The day of the Santiago Stage reunion lunch was warm and sunny so we were able to sit outside. Elaine decided to do a buffet, consisting of quiches and lots of different salads and I helped. This carrot salad has been in my repertoire for many years and it’s always a good addition to a buffet, being both unusual and filling. Elaine had a lovely orange plate which was perfect to serve it on. Using whole baby carrots, if you can get them, makes it look even snazzier.
1 kg carrots peeled and cut into fat sticks
2 large onions, chopped
2-3 bay leaves
2 Tbs fresh thyme or 4 tsp dried thyme
1 tsp sugar
1 tsp cumin powder
4 Tbs olive oil
Salt and freshly ground black pepper
2 Tbs sherry vinegar (or substitute another vinegar)
100g stoned green olives (I use pimento stuffed ones, cut in halves)
100g feta cheese (or substitute soft goat’s cheese)
Juice of one lemon or lime
Chopped fresh coriander
2 Tbs finely chopped preserved lemon, skin only (optional)

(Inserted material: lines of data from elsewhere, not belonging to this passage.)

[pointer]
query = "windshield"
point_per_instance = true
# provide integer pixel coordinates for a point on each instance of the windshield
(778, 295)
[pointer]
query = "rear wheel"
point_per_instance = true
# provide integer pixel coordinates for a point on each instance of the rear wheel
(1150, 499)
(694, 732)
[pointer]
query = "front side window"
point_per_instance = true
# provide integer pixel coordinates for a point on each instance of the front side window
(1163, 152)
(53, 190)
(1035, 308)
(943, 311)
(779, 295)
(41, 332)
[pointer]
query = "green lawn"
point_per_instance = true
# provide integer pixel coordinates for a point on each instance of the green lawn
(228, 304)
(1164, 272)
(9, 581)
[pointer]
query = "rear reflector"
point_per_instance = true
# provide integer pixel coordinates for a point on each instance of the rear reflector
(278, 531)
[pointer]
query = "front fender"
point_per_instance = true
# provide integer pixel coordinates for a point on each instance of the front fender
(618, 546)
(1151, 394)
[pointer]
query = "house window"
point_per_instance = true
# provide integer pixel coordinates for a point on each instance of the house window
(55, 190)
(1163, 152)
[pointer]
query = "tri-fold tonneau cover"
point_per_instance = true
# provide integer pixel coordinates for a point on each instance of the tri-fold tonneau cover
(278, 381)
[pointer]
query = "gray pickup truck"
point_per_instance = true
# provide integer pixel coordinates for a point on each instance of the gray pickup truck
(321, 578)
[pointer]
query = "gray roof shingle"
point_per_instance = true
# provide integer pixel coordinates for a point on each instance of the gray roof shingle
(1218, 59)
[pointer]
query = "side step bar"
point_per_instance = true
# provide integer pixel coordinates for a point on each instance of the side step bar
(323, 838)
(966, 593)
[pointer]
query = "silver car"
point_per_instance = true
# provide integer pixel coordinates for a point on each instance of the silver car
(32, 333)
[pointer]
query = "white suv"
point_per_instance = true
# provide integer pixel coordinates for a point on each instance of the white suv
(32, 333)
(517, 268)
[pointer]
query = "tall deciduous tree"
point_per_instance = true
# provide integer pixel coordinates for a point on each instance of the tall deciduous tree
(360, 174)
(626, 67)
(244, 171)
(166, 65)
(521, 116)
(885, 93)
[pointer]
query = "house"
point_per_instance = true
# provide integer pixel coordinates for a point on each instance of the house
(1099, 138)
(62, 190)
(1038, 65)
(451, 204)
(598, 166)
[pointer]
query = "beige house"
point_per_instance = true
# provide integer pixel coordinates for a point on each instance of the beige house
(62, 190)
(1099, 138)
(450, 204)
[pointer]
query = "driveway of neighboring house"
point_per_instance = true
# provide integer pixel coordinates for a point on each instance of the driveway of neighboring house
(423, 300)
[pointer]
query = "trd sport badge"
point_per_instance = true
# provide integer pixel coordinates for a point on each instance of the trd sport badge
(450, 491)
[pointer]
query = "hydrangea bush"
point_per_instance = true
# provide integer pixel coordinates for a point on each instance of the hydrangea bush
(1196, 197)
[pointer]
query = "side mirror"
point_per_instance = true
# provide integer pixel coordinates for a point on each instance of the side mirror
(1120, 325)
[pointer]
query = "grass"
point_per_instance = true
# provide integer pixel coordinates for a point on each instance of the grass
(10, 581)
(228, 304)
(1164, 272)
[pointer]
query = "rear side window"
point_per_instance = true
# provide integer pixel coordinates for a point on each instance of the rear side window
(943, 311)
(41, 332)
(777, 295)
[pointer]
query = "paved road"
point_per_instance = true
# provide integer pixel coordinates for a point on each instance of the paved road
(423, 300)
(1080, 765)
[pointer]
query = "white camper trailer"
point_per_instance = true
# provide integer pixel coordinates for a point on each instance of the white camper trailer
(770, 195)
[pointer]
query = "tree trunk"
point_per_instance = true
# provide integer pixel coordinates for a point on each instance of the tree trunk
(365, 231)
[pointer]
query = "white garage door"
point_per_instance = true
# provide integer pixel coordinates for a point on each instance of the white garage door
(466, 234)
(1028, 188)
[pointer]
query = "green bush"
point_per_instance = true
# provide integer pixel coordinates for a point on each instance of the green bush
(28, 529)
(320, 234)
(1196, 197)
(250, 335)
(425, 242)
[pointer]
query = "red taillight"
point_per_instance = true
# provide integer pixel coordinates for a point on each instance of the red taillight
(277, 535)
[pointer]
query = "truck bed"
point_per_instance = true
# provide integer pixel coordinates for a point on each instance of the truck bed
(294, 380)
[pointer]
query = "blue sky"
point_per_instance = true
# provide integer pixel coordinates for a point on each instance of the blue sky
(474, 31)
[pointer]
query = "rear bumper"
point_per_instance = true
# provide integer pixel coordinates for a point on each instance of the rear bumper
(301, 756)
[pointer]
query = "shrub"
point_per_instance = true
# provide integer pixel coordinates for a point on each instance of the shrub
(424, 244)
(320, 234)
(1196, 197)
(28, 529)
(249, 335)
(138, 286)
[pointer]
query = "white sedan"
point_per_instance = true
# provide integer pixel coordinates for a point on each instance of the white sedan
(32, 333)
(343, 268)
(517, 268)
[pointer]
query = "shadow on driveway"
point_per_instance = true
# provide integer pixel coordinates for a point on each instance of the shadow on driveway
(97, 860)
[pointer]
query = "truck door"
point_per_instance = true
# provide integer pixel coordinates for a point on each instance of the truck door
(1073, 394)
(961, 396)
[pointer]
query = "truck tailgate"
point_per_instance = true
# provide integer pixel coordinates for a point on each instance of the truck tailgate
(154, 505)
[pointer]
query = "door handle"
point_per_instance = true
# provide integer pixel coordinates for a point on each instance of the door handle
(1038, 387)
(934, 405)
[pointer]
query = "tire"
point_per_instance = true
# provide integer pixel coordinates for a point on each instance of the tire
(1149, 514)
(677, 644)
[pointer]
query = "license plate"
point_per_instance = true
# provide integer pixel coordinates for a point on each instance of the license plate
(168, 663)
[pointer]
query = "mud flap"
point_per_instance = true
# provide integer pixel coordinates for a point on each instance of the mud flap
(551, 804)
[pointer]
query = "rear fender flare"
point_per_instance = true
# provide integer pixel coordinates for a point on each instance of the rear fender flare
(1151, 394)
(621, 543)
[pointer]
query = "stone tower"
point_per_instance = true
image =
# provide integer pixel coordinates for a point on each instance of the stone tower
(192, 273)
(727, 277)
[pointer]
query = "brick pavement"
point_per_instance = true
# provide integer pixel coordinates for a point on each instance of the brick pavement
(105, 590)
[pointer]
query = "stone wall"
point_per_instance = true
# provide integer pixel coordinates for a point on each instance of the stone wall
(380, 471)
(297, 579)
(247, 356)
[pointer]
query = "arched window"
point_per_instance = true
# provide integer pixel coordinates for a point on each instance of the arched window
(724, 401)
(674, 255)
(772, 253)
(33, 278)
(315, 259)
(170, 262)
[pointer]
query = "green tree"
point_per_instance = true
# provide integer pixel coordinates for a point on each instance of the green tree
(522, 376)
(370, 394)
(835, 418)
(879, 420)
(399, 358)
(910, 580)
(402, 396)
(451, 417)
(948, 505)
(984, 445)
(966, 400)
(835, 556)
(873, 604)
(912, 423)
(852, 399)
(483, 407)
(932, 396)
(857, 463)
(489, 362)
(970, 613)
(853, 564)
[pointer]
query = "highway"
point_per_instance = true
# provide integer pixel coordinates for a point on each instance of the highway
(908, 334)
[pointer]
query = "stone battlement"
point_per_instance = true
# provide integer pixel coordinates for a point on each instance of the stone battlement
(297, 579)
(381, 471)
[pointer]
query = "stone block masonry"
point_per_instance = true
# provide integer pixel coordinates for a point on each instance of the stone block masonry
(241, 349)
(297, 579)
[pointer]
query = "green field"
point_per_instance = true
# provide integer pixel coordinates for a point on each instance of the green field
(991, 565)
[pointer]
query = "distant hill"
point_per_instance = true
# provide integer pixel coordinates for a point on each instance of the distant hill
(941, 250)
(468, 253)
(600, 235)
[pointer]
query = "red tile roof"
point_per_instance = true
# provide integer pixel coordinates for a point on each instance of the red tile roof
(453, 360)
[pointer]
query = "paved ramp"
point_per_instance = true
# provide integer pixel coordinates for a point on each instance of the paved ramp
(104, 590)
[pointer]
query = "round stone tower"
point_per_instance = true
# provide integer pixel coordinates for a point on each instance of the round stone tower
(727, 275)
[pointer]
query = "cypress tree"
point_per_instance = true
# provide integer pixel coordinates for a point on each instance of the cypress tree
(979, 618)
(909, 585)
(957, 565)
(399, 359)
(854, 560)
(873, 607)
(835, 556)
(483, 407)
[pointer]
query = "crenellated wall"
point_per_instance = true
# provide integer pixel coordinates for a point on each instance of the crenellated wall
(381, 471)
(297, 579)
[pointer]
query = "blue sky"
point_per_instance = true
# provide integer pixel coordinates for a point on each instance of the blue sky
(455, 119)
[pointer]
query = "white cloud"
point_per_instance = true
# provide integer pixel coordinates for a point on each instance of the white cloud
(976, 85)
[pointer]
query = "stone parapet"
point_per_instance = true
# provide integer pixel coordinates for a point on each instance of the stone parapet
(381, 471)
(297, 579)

Heat oil in a large frying pan and cook the onions gently until soft – 5 minutes or so. Add the carrots and cook, stirring for 5 minutes more. Add thyme, sugar, cumin, salt and pepper, cover and cook for another 5 minutes, stirring from time to time. Add vinegar and cook for 15 minutes, stirring once or twice. Add olives, cover again and cook for another 10-15 minutes. Carrots should still have a bit of bite left in them. Place in a serving dish. Add the feta cubes and squeeze over the lemon or lime juice at the last minute. Garnish with the coriander and preserved lemon, if using. If preferred, keep the olives till the end and sprinkle them over with the coriander as a garnish as I did in this photo. Serve at room temperature.